The advocacy groups claim that the RAA, if applied to food safety regulations, would slow down or stop these rules from being implemented. However, under the food safety rules issued under FSMA, even if the four rules mentioned above with costs in excess of $100 million annually had been subject to the RAA, it is unlikely that a petition asking the FDA to undergo the additional RAA regulatory processes would have been filed. The FDA took its time issuing these regulations and involved the public and industry in the process every step of the way. The agency sought information and input prior to issuing proposed rules, then performed extensive outreach, gathered feedback, allowed for a lengthy comment period, and only after extensively reviewing all the feedback did the agency issue a final rule. In other words, the agency conducted a thorough rulemaking that solicited input from all affected parties and took that input into consideration before issuing regulations, which is exactly what the RAA would require. The end result is that the FDA issued significant new food safety rules that protect human and animal health as Congress specified in the FSMA, and industry supported these rules because FDA took the time and care to work with food producers, seeking their input and advice in designing compliance standards.
Background on the “Regulatory Accountability Act”
The process of issuing a new regulation has not been substantially updated since Congress passed the Administrative Procedure Act (APA) in 1946. The RAA is the only piece of legislation that addresses the regulatory process by updating the APA to reflect the realities of the modern administrative state.
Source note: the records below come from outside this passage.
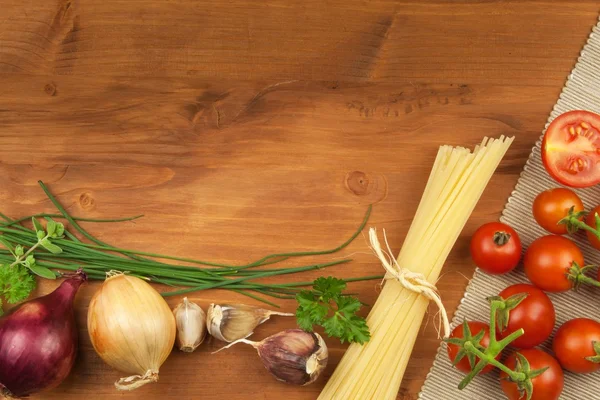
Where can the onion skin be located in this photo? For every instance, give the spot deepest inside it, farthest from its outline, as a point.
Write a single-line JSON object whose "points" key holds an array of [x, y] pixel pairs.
{"points": [[132, 328], [38, 341]]}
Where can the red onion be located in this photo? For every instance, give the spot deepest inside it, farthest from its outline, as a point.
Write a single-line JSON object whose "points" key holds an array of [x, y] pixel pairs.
{"points": [[38, 341]]}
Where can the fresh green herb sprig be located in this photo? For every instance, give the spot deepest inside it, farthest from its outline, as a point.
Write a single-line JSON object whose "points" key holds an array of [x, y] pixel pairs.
{"points": [[57, 250], [16, 283], [326, 305]]}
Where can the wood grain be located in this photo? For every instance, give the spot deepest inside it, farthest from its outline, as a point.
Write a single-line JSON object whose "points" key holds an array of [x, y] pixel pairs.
{"points": [[242, 128]]}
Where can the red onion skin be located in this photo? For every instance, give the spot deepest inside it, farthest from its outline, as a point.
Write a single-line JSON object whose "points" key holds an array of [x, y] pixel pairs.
{"points": [[38, 341]]}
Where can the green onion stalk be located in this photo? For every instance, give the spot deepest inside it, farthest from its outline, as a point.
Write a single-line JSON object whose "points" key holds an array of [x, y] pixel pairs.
{"points": [[49, 251]]}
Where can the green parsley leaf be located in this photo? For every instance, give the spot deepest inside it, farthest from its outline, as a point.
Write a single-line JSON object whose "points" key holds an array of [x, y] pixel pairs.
{"points": [[51, 247], [16, 283], [326, 306], [37, 226]]}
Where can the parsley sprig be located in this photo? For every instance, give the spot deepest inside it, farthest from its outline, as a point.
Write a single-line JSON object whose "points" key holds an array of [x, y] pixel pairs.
{"points": [[16, 279], [327, 306]]}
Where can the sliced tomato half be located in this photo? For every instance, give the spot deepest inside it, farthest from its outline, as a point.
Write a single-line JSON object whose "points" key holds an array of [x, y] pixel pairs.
{"points": [[571, 149]]}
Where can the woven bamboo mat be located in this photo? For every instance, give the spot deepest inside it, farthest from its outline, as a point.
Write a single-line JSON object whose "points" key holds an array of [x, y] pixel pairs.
{"points": [[582, 91]]}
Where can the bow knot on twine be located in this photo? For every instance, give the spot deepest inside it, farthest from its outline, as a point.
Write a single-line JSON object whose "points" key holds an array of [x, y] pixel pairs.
{"points": [[413, 281]]}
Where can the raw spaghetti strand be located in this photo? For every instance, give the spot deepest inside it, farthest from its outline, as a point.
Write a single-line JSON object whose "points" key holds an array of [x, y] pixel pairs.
{"points": [[456, 182], [413, 281]]}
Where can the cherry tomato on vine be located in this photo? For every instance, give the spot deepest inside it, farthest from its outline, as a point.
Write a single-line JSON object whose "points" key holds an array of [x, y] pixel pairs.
{"points": [[548, 260], [550, 206], [546, 386], [535, 315], [571, 149], [496, 248], [573, 345], [475, 327], [591, 221]]}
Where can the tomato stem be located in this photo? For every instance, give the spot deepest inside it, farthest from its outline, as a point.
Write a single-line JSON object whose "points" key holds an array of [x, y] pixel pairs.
{"points": [[501, 238], [515, 376], [573, 222], [495, 347]]}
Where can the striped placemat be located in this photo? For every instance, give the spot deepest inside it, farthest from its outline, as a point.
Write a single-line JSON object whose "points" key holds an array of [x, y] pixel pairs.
{"points": [[582, 91]]}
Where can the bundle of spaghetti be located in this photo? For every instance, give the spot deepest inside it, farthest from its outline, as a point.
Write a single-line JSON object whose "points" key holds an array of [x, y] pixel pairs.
{"points": [[457, 180]]}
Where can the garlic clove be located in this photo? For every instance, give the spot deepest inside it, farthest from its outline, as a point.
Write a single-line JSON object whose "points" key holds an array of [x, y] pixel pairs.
{"points": [[191, 325], [292, 356], [230, 322]]}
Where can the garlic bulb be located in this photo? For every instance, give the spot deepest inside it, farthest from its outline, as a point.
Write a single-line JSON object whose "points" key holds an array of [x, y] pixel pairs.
{"points": [[292, 356], [191, 325], [230, 322], [131, 328]]}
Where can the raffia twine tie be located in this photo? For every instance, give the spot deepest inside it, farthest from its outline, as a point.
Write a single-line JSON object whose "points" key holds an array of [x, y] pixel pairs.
{"points": [[413, 281]]}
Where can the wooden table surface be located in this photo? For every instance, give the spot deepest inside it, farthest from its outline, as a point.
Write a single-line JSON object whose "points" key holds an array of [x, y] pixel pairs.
{"points": [[242, 128]]}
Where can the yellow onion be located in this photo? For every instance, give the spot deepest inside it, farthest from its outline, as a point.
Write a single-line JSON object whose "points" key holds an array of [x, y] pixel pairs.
{"points": [[132, 329]]}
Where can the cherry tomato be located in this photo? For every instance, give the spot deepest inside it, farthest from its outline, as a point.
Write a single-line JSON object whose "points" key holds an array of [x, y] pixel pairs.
{"points": [[574, 341], [496, 248], [552, 205], [591, 221], [547, 386], [535, 315], [547, 262], [571, 149], [475, 327]]}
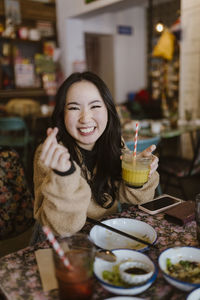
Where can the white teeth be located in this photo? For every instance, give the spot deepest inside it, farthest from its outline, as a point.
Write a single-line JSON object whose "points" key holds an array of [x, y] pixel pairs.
{"points": [[86, 130]]}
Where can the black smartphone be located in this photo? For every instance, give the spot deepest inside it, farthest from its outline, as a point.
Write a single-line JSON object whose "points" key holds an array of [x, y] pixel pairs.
{"points": [[159, 204]]}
Specifically, the RAA recognizes that federal agencies often issue sweeping, costly, controversial new rules without appropriately considering all of the relevant facts and information, the result of Congress having passed overly broad legislation that leads to unintended consequences when agencies are allowed to fill in too many blanks.
For the most complex and costly new rules, the RAA would increase transparency by requiring agencies to invest more effort to gather data, evaluate alternatives, and engage the public for more input on the costs and benefits of the rule. Further, the RAA would provide stakeholders with a means to confront unfounded assumptions or unrealistic data used in agency rulemakings. Additionally, the RAA allows courts to review the evidence to ensure that agencies are truly evaluating all evidence and basing their rulemakings on only the best scientific and economic analysis.
The goal of regulatory reform is to increase transparency and accountability in the rulemaking process. American businesses and food producers are not trying to skirt their responsibility to consumers; they simply want certainty in a complex regulatory system. Rules should be written properly the first time, just like the FDA did with the FSMA.